_001 Fidelity of Comprehension

I wanted to talk about the idea of fidelity — or resolution — in how we think and communicate. When we see something far off in the distance, it appears abstract and blurry. As we get closer, the details sharpen; we understand more. The same principle applies to ideas, projects, and systems. The closer we examine them, the more fidelity we gain — and the more information we have to work with.

Throughout my career, I’ve seen a recurring pattern: businesses delegating thinking to engineers by throwing low-resolution requests over the engineering fence wrapped up as “technical challenges”, when in reality, they are logically incomplete.

In all complex software systems, even the smallest change can create contradictions or paradoxes downstream. A tiny shift at the top of the stream can break something fundamental further down. So the first lesson is appreciating the potential impact of seemingly minor changes.

The second lesson is about the handshake between minds.
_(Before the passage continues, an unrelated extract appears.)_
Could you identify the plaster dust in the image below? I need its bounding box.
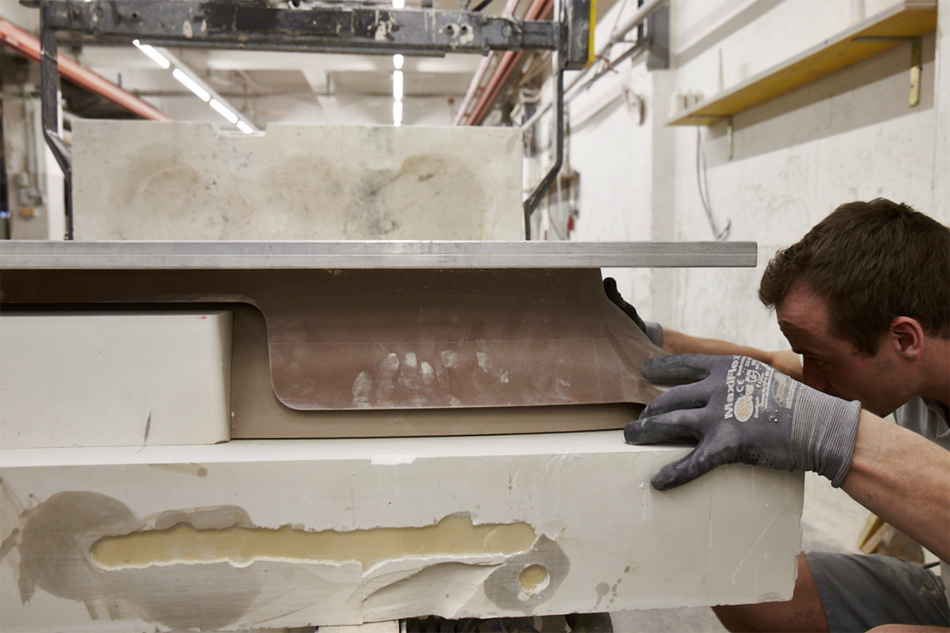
[90,516,546,568]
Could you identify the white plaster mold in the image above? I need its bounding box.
[73,121,524,240]
[0,431,803,632]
Imagine a product owner with a new feature in mind. To them, it’s obvious and simple. To the engineer, it’s a riddle full of hidden traps and contradictions. The product owner says, “I need it by the end of the month.” The engineer, wanting to be helpful, asks a few questions, shrugs, and agrees. But as the resolution increases — as fidelity rises — issues emerge.

This is where so many projects go off track.

 

Waterfall vs Agile: A False Dichotomy

People love to argue about Waterfall versus Agile. But they’re not fundamentally different processes — they’re just different levels of resolution.

Waterfall says, “I can see the sequence clearly enough to plan it end-to-end.”

Agile says, “I can’t see far enough ahead yet — I’ll need to explore, iterate, and adjust.”

Both are causal and sequential. And if we actually re-read the Agile Manifesto, we’ll see that nothing in it contradicts the so-called “Waterfall” methodology. What we’ve seen instead is the rise of a cottage industry of Agile evangelism — overcomplicating a set of clear principles into bureaucracy and credentialism for their own sake (and of course, fees).

So instead of arguing Waterfall vs Agile, maybe we should think in terms of scale, resolution, and fidelity.

Practical Fidelity

When someone says, “I want this new feature,” the right question isn’t “Waterfall or Agile?”

It’s:

  • What’s the fidelity of your comprehension?

  • How clearly do you see it?

  • Do you understand the implications of it?

All we’re really doing is refining comprehension — improving fidelity.

For me, a key principle is establishing external checkpoints between handshakes. In other words: document comprehension as it passes from one mind to another. From product manager → to scrum master → to lead engineer → to developer.

That documentation doesn’t have to be long — only as detailed as it needs to be to clearly convey understanding.

The Fidelity Gut Check

If your team is obsessing over velocity, architecture diagrams, or the latest feedback from a design governance forum — stop.

Find the lead responsible. Check their comprehension.

Do they actually understand what’s being asked?

If not — who does?

Every time you hit confusion, write it down. Because if your senior people can’t clearly document either what the thing is supposed to do, or how it’s supposed to be implemented, then it has no chance of being successfully delivered.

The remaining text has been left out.